Whatever new school contingent of execs in Cincinatti must've grown weary from fending off the old schoolers, as they shipped out probably the fifth most productive hitter in the league for some prospects who I'm sure are just fine. Might've been something about a contract year, too, but in their weary hearts the new schoolers were likely glad to be rid of the man who came to dominate every scouting meeting, drink at the bar and sauna session in Cincinatti. (BTW, the folks at FJM are much better at poking fun at the old school than I).

And what, you might ask, did Adam Dunn do to deserve this? What is his fatal flaw, and why is he on this team at all? Perception is the flaw. Dunn is a divider, tearing war rooms apart, rending a tear in the delicate fabric of administration. It's better to be rid of the man--productive as he may be--than to let the acrid debate continue.

Some team somewhere will be happy with the Texan. The board room will buzz with anticipation, knowing that they're bucking the straps of the old school for the emancipation of sabermetric success.

Tuesday, October 07, 2008

Team - The Chicago Cubs - Team #3 The Fatal Flaw

Fatal flaw: the small sample size. The Cubs excelled over a great swath of time--history's clock. The clay sculptor whose masterpiece collapses with the final dab on the tip of the nose, the structural tenuousness of greatness, the weightiness of excellence. Pressures.

Fatal flaw, Suggestion #2: The Cub fan. Statistical irregularities are not tragic. The infrastructure built around them, the scaffolding of fear and loathing; that is the wreckage of tragedy. You could break down any part of the human experience in this manner, heartlessly. Failed relationships are statistical anomalies (or more accurately, regularities). I suppose it doesn't do any good to get so cold about it. It's tragic, after all, to raise a score of hopes and disappoint.

Is it a flaw to get all excited about something that you care about? To commit time and energy to the pitiless trials of chance? No, I don't think so. Flaws, after all, suggest strengths in the otherwise. For what's a hero cut down but a hero still?

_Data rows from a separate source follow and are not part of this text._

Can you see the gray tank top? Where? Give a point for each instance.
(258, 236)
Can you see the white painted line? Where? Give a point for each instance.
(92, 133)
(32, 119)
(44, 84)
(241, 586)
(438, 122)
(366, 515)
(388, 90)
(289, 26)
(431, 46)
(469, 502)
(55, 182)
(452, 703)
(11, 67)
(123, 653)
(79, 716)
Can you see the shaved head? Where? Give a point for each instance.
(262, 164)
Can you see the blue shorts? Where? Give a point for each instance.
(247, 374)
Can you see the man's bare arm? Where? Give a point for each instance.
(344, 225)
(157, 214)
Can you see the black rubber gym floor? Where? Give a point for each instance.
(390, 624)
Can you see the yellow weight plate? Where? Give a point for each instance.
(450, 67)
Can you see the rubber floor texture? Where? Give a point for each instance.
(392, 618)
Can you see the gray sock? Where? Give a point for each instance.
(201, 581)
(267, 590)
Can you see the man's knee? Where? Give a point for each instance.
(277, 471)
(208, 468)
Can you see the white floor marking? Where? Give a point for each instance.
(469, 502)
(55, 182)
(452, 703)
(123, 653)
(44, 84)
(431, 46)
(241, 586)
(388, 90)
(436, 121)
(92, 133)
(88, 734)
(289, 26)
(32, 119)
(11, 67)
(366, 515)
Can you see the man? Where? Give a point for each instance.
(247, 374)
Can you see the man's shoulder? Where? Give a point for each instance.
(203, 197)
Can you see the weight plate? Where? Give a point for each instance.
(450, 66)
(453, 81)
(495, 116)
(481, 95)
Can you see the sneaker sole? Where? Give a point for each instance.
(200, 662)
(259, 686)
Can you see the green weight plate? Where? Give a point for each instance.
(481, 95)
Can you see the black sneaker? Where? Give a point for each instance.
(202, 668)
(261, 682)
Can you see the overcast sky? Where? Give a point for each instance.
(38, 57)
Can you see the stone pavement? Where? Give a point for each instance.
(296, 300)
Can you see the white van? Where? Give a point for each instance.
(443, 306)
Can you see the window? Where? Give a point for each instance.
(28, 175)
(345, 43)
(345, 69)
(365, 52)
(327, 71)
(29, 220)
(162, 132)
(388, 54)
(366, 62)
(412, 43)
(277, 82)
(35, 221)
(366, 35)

Does even a hero clad in iron not sometimes wear a terrible goatee?

Thursday, June 12, 2008

Bengie Molina Post - The Word Cloud


The Bengie Molina rosterization, as word cloud.

Monday, June 09, 2008

C - Bengie Molina - Team #3_The Fatal Flaw


I recall from some far off, long ago TV broadcast, hearing about how Bengie Molina was the slowest ever. Laughing, jocularity, surrounding the reliable World Series champ and his footspeed. A little research uncovered an article in the Hardball Times: "Run Slowly and Carry a Big Bat." Craig Burley writes " I suppose I have always known that Bengie Molina was slow." Exactly. We all know, through some trick of the collective unconscious, that this third of the Molina catchers is quicksand.

Bengie is a good ballplayer, renowned, even, for his catching skills. He's got a good bat, overlooking a few sabermetric short comings. But The Slow. Every ball that I've watched Molina put in play is coated with The Slow, because there is the question of the ball itself (a hit, a homer??) and then there is the question of the The Slow. A slow, slow dribbler down the line means one thing with an average runner, but with Molina it is like reading a long poem: a familiar language made the more interesting for a slightly altered vocabulary. The third baseman can hesitate for a hair longer and set his feet, unrushed. Molina's barely two-thirds of the way down.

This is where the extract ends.